The A vs B distinction in one sentence
Sun A is a mobility wave that warms the spine and the back of the body; Sun B is a strength-and-asymmetry sequence that adds the legs, the deep hip rotators, and the unilateral patterning that the rest of a class will demand. They’re complementary, not interchangeable.
How to use A and B together
The classical Mysore-style opening
Five rounds of Sun A, then five rounds of Sun B. This takes roughly ten to twelve minutes and produces a deeply warmed body without a single named “warm-up” pose. If you have an established practice and a quiet morning window, this alone — followed by Savasana — is a complete short practice. It’s the same logic that powers our ten-minute morning yoga routine, scaled up.
The vinyasa class opening
Most modern vinyasa classes use three rounds of A followed by two or three rounds of B as the opening fifteen minutes of class, before moving into peak postures. The principle is sound: A wakes up the spine and shoulders, B wakes up the legs and asymmetry, and the rest of class can then build on a fully primed body. This is also where the peak-pose sequencing framework meets the salutations head-on.
The “morning practice” version
If you have ten minutes and want a complete, body-warming start to your day: three rounds of A, three rounds of B, three full breath cycles in Tadasana. That’s roughly seven minutes of moving and three minutes of stilling. Repeat five days a week and your body will tell you the difference within a fortnight.
Common problems and how to fix them
The collapsing Chaturanga
The most-injured pose in modern yoga. Most students start dropping straight to the floor instead of holding the elbow-bent push-up, which loads the front of the shoulder unsustainably. The fix: lower the knees, hold the form, work the strength in over weeks. There’s no rush.
Lumbar collapse in Upward Dog
If the lower back feels pinched in Upward Dog, you’re hanging in your lumbar spine instead of generating extension from the upper back. Press the floor away strongly through the hands and the tops of the feet, and lift the chest as if a string at the sternum is pulling the heart forward.
The “back foot won’t pivot” Warrior I
If the back heel won’t comfortably anchor in Warrior I, lift it onto a folded blanket or bring the back heel up off the floor entirely (a “high lunge” Warrior I). Forcing the heel down by yanking on it from the spine is exactly the wrong approach — it’s the same anatomical problem we cover at length in our hip-anatomy guide for teachers.
The fast, breathless flow
Sun Salutations done quickly with shallow breath is just calisthenics with Sanskrit names.
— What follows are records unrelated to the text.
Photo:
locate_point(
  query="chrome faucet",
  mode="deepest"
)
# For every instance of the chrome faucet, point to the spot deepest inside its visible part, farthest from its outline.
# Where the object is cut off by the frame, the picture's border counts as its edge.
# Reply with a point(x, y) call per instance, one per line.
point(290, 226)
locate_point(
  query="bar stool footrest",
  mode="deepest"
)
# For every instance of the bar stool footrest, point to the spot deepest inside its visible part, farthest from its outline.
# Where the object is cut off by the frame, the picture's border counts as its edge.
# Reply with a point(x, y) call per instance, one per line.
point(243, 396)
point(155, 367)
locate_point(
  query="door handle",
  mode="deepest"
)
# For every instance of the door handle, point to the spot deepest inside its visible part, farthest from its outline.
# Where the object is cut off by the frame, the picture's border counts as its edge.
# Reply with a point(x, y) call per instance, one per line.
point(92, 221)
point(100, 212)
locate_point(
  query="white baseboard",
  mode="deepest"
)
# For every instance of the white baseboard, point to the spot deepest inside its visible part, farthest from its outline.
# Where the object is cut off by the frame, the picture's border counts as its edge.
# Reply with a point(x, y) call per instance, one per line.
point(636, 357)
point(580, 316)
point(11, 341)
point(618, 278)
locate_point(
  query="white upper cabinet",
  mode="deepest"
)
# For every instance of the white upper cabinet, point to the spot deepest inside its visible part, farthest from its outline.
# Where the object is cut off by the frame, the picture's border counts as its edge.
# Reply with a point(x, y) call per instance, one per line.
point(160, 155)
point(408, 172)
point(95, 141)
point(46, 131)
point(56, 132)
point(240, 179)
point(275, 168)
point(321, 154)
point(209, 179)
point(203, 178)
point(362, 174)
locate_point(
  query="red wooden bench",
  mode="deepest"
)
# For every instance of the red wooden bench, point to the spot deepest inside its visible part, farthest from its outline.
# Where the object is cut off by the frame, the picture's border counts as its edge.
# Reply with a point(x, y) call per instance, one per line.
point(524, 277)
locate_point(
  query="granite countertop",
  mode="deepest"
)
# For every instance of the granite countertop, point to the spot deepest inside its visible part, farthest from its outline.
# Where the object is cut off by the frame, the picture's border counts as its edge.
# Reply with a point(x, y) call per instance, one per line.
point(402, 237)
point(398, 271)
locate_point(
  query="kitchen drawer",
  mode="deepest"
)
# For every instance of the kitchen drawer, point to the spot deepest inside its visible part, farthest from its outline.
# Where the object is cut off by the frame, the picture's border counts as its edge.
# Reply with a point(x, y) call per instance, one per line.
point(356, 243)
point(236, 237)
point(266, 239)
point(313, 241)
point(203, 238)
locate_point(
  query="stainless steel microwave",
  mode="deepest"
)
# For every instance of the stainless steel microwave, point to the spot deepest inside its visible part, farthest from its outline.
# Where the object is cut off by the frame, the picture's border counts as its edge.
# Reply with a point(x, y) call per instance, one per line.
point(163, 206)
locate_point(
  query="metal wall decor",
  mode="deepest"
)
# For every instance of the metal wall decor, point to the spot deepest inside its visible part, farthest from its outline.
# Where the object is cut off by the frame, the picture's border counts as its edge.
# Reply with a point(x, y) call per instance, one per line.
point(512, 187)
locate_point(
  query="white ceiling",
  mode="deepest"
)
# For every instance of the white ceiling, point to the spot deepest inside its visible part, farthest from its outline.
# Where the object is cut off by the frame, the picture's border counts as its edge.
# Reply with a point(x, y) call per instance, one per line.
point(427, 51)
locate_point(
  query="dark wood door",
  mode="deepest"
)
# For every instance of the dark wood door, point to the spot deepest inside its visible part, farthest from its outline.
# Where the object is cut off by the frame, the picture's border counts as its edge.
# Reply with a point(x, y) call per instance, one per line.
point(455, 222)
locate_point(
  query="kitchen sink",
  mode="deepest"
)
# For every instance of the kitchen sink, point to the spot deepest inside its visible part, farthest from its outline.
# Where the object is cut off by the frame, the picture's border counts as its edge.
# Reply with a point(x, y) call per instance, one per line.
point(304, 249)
The classical instruction is one full nasal breath per movement, with an audible ujjayi sound. If your breath can’t keep up with the rhythm, the movement is too fast — slow the movement down to match the breath, not the other way around.
The other Sun Salutations
It’s worth noting that A and B aren’t the only versions. Classical Hatha yoga has a 12-pose Surya Namaskar that’s distinct from both Ashtanga forms. Sivananda’s Sun Salutation has its own structure. Iyengar lineages often teach a slower, longer-hold variation. Bikram-style Half Sun Salutation is essentially Sun A truncated to standing only. The A and B versions described above are the dominant versions in vinyasa, but they’re not the only valid forms — and if your home lineage teaches something different, the breath-with-movement principle still applies. For wider context on building flow practices, our vinyasa flow building blocks guide is the natural next step.
The bottom line
Sun A and Sun B are the most efficient ten minutes of warm-up in modern yoga. Done well, they prepare the body for everything else; done badly, they’re where most repetitive-strain injuries in yoga begin. Slow down, match the breath, lower the knees in Chaturanga without ego, and make the salutations the part of your practice you genuinely cannot rush. The rest of the class will thank you.